I just upgraded from the pixelXL  to a 4xl today (pre order)
I want waterproofing, but didnt like the notch and 4GB of ram at the prices for a launch 3XL so i waited

Seems like a lot of happy pixel owners here


----------



## CrAsHnBuRnXp (Oct 17, 2019)

Mussels said:


> Seems like a lot of happy pixel owners here


Ill never own another phone. I love samsung, but I hate that I cant uninstall any bloatware without rooting the phone. I also hate how long it takes to get updates. All phones should just be stock android like pixels are.


----------



## dirtyferret (Oct 17, 2019)

Mussels said:


> I just upgraded from the pixelXL  to a 4xl today (pre order)
> I want waterproofing, but didnt like the notch and 4GB of ram at the prices for a launch 3XL so i waited
> 
> Seems like a lot of happy pixel owners here



How do you like the size difference.  I played around the the 3 and 3a at Verizon.  I found the 3a to be plenty fast couldn't tell the difference between the two screens playing video or looking at news articles.  The major difference to me is going from the 16:9 screen of the XL to the 18.9 screen of the 3 and 3a that looks stretched in lenght and narrow in width.  The 3axl and 3xl just look like phablets needing two hands.  I found the original XL to be just right in size.


----------



## dirtyferret (Oct 21, 2019)

So after playing around with the Pixel 3's and 3a's side by side at the local verizon (I knew brick and mortar stores are good for something) I could not see any difference in their screens or speed in posting youtube videos or loading up web pages.  I purchased both the pixel 3a and pixel 3a XL and played around with each over the weekend.  I liked the pixel 3a, I could live with it but coming from the pixel XL the Pixel 3a XL is the way I went.


----------



## CrAsHnBuRnXp (Oct 21, 2019)

Im considering the 3 now for the sole fact that I dont want to lose the option to upload pics at original quality for free. I already pay for 200GB and I dont want to pay for more than that. Im using about 150GB already just with using google drive.

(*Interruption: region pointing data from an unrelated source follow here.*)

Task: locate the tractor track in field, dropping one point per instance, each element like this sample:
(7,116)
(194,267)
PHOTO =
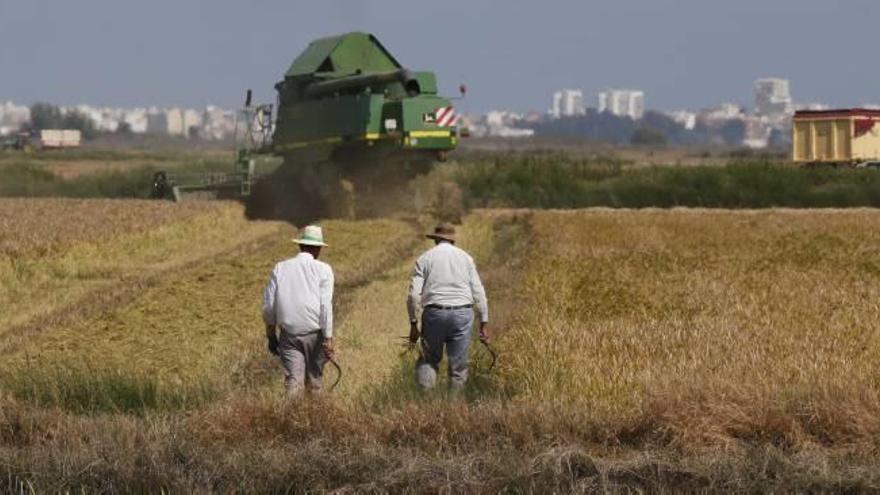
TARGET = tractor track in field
(116,294)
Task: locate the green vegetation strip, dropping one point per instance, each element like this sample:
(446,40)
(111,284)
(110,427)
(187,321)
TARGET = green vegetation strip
(560,181)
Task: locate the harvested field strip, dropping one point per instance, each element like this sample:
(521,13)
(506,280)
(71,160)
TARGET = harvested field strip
(36,227)
(195,334)
(41,276)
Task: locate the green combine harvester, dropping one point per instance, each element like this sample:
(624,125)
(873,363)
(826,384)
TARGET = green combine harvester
(351,123)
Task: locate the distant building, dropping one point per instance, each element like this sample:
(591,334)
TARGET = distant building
(217,123)
(719,115)
(686,118)
(12,116)
(623,103)
(772,97)
(812,106)
(568,103)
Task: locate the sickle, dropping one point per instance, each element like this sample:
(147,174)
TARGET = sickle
(338,373)
(491,353)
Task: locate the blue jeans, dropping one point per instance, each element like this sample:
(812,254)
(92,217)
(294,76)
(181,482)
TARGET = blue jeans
(450,328)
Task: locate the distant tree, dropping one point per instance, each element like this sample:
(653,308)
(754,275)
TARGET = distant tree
(647,136)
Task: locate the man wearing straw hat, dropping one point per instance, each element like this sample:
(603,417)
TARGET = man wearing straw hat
(445,283)
(298,301)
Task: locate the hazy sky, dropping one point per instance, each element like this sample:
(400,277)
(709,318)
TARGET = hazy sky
(511,53)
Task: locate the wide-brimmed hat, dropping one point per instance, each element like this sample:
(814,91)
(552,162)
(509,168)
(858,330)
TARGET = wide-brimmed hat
(311,235)
(443,232)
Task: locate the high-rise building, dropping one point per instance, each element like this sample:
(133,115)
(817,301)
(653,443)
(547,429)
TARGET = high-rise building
(772,96)
(568,103)
(623,103)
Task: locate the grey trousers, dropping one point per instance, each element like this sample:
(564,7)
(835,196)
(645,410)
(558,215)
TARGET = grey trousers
(450,328)
(303,359)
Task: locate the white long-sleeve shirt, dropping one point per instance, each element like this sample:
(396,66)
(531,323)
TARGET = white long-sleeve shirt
(299,296)
(447,276)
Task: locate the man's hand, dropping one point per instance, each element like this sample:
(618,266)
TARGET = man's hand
(271,340)
(414,333)
(485,334)
(329,350)
(272,345)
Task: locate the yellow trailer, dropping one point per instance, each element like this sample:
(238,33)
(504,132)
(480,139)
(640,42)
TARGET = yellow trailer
(836,137)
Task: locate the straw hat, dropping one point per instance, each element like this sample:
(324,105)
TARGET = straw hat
(311,235)
(443,232)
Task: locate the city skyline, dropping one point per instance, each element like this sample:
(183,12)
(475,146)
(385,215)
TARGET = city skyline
(684,54)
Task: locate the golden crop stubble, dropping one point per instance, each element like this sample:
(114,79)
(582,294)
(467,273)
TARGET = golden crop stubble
(636,305)
(200,328)
(57,252)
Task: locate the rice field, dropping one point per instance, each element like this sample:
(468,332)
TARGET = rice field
(651,350)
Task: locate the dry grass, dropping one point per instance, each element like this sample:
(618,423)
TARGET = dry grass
(36,227)
(63,253)
(191,336)
(649,350)
(716,327)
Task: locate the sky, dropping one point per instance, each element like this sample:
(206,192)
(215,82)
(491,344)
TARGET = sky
(511,54)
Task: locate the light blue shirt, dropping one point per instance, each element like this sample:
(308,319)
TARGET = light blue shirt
(446,275)
(299,296)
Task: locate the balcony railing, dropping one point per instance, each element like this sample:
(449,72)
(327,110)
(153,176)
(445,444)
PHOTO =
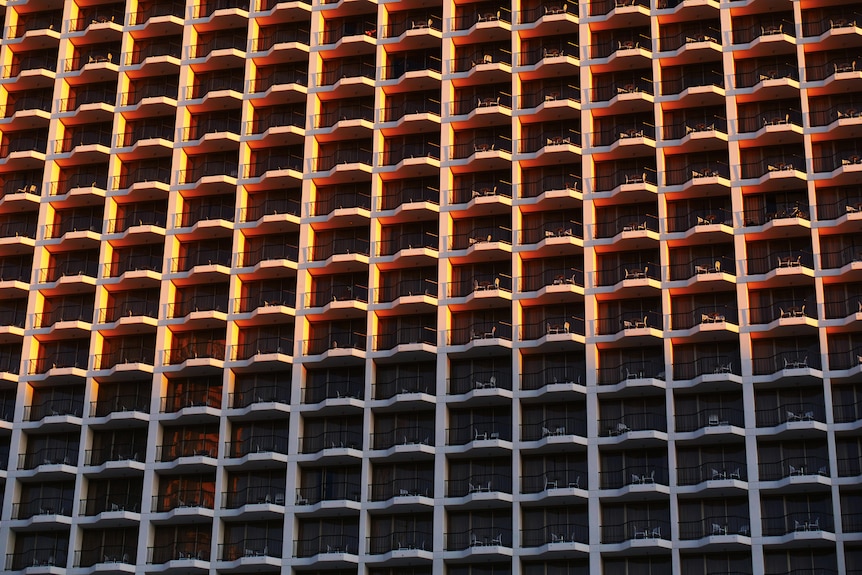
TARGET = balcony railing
(794,467)
(715,525)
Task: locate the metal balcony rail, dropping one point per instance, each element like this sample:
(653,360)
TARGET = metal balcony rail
(260,394)
(115,452)
(106,554)
(700,217)
(133,262)
(409,150)
(263,345)
(486,429)
(566,325)
(479,483)
(695,170)
(479,13)
(403,385)
(38,21)
(690,35)
(334,341)
(42,506)
(258,547)
(790,413)
(407,241)
(213,349)
(796,359)
(639,319)
(214,84)
(845,359)
(479,331)
(125,355)
(286,298)
(204,447)
(555,533)
(183,551)
(622,86)
(766,72)
(254,495)
(551,48)
(336,388)
(554,427)
(157,218)
(624,42)
(780,259)
(340,70)
(73,224)
(622,131)
(601,7)
(562,137)
(495,536)
(335,543)
(280,77)
(164,88)
(846,158)
(399,541)
(342,156)
(715,525)
(36,101)
(766,26)
(485,188)
(202,257)
(161,174)
(415,435)
(701,265)
(15,142)
(270,207)
(813,520)
(120,403)
(401,487)
(414,20)
(645,175)
(486,379)
(334,439)
(332,490)
(256,444)
(405,336)
(709,417)
(482,56)
(269,253)
(209,7)
(793,467)
(49,456)
(64,312)
(479,282)
(480,235)
(223,41)
(292,35)
(105,14)
(36,557)
(112,502)
(549,8)
(692,78)
(154,50)
(645,369)
(626,223)
(54,407)
(156,10)
(646,528)
(83,179)
(339,246)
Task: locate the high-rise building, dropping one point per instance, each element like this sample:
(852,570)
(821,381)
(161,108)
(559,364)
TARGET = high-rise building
(429,287)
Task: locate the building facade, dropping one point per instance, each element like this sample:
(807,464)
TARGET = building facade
(414,287)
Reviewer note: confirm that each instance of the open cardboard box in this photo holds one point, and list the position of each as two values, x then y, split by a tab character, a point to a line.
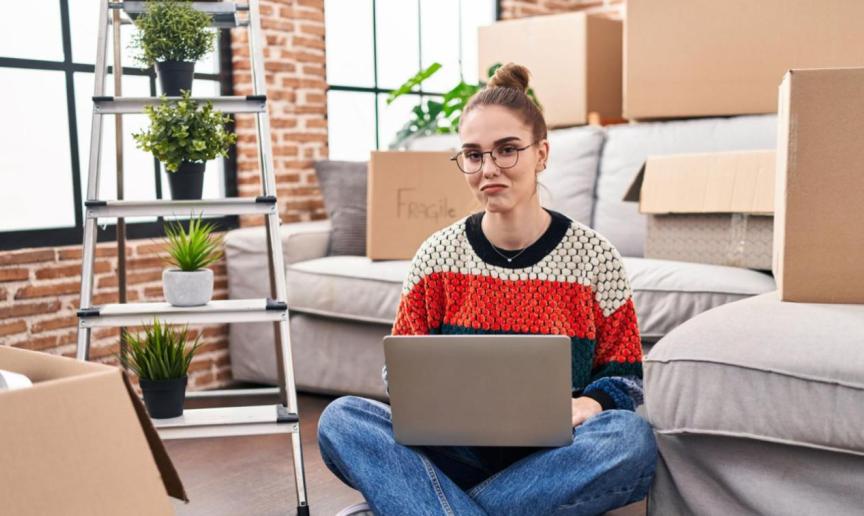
574	60
79	441
713	58
818	235
412	194
708	208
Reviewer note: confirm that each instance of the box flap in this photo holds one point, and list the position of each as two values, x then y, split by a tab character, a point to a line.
173	484
73	444
727	182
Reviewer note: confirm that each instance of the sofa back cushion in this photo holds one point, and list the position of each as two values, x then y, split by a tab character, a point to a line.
343	186
567	184
627	146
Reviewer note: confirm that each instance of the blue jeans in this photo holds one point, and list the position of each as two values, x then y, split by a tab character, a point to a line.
609	464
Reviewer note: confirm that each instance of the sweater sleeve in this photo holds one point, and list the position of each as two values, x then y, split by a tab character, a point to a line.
616	374
412	314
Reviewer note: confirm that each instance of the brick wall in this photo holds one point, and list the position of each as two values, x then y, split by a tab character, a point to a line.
39	287
297	94
521	8
39	297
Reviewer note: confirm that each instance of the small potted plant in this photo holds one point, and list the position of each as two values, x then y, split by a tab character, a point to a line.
184	134
190	282
161	357
173	35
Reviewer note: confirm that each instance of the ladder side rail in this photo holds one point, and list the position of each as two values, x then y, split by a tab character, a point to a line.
89	244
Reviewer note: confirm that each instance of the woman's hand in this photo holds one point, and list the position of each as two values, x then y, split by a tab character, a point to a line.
583	408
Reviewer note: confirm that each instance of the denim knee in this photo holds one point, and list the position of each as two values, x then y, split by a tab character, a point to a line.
637	433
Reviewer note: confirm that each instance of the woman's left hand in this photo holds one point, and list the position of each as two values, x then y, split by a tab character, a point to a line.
583	408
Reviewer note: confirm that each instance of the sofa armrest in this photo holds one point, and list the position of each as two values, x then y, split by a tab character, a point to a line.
246	254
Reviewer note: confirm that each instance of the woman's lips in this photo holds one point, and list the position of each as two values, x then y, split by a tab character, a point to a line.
493	189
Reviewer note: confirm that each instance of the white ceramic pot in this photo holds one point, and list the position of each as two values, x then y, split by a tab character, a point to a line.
187	288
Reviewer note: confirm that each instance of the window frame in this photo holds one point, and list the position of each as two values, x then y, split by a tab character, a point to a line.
63	236
375	89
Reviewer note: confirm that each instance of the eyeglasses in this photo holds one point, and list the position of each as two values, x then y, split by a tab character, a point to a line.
504	156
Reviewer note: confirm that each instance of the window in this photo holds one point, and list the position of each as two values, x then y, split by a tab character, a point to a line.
47	66
373	46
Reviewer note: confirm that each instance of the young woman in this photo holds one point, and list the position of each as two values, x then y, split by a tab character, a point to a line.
513	267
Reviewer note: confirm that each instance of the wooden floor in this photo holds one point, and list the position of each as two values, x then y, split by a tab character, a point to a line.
253	476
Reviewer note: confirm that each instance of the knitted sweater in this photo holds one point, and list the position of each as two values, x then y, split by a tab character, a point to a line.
571	281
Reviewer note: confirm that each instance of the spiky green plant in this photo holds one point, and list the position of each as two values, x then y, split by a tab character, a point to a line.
193	248
161	352
185	130
172	31
434	117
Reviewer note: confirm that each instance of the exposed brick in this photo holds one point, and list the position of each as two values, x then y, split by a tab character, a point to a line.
12	328
16	274
37	343
132	278
51	290
55	324
27	256
24	309
70	271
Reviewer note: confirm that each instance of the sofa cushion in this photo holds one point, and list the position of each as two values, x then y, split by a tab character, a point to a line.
347	287
627	146
665	293
343	186
567	184
763	369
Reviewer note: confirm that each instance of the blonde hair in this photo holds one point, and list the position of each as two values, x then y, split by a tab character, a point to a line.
507	89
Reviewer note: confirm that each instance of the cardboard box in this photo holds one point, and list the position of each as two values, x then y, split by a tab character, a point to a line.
819	215
79	442
574	60
412	194
708	208
710	57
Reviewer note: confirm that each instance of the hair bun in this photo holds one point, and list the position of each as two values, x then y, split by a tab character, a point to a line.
511	75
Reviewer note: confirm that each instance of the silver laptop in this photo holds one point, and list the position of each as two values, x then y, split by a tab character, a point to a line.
480	390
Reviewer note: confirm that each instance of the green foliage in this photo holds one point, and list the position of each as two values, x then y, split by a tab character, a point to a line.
161	352
172	31
185	130
436	117
193	249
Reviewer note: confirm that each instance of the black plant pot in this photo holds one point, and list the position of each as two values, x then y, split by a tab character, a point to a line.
188	181
164	398
175	76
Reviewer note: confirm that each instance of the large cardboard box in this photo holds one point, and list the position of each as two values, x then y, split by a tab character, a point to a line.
819	213
574	59
708	208
79	442
412	194
710	57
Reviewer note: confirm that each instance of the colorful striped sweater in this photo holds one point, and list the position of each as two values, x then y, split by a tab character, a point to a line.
571	281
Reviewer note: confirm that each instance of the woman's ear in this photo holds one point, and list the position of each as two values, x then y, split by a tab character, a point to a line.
542	154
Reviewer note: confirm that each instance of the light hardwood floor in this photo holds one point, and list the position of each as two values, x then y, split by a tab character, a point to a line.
253	476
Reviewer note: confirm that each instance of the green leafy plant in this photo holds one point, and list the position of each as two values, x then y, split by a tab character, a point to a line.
161	352
185	130
438	117
172	31
193	248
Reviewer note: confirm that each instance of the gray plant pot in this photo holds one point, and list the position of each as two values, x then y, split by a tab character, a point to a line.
182	288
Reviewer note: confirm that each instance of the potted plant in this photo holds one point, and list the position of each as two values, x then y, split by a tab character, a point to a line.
173	35
160	357
438	117
190	282
183	135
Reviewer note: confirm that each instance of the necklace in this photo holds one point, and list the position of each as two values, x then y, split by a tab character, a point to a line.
511	258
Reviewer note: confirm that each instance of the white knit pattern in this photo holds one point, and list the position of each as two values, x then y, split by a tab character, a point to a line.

On second thought, I dont want the 3 just because of that ugly ass notch.


----------



## Kissamies (Oct 27, 2019)

Thinking about the 3a myself, just because of 3.5mm jack. The OG Pixel is ok, but the battery has seen better days, and I dunno do I have the skills to replace it.


----------



## dark2099 (Oct 27, 2019)

Was facing the same choice as you, grabbed the Pixel 3 when it was the same price as the 3a. Did play with a 3a in store, but honestly, didn't like the feel of the 3a, battery on the 3 is fantastic compared to my Pixel XL. Comes with a USB C to 3.5mm adapter. Basic Pixel 3 doesn't have the notch, only the XL. Despite what I believe is a similar screen size between the PIxel 3 and Pixel XL, physically is smaller. Honestly glad I did the 3 over the 3a.


----------